A rapidez da transmissão produz efeitos imediatos. Muitos editoriais são o desdobramento, relativamente aos mais diferentes temas, e por vezes em péssimos cozinhados, de artigos publicados nos grandes órgãos da imprensa americana, britânica, francesa ou alemã ocidental.

Alguns assuntos ganham uma presença obsidiante e o tratamento que lhes é dado deixa transparecer uma notória falta de originalidade e mesmo de técnica.

E já que falo de técnica, uma referência final para a linguagem. A clareza é condição indispensável para que o editorial atinja o seu objectivo. Cada editorialista tem, evidentemente, um estilo próprio, no tocante à forma.

A minha experiência pessoal como jornalista, em Portugal, no Brasil e em países de idioma castelhano, leva-me, contudo, a concluir que existe uma relação directa entre a eficácia do editorial e a utilização do período curto, que confere mais força ao conteúdo e reduz distâncias, facilitando a comunicação entre o jornal, ser vivo (quando o é) e o leitor.

Uma última palavra. O jornalismo de opinião, como o de reportagem, implica, pela sua função social, uma exigência de autenticidade, um sentido permanente de responsabilidade.
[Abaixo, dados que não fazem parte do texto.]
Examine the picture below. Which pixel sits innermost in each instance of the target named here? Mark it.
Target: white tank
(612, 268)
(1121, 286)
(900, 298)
Sempre acreditei e continuo a acreditar que jornalistas de formação ideológica muito diferente podem e devem dialogar, com muito proveito, estabelecer laços de boa camaradagem e arte de amizade. Mas existe um tipo de jornalismo subterrâneo, ancorado no escândalo, na calúnia, na mentira, consciente, que constitui insulto à profissão. Em Portugal está muito na moda. Floresce. Penso que em colóquios como este podemos e devemos chegar a um consenso para repudiar essa perigosa caricatura do jornalismo.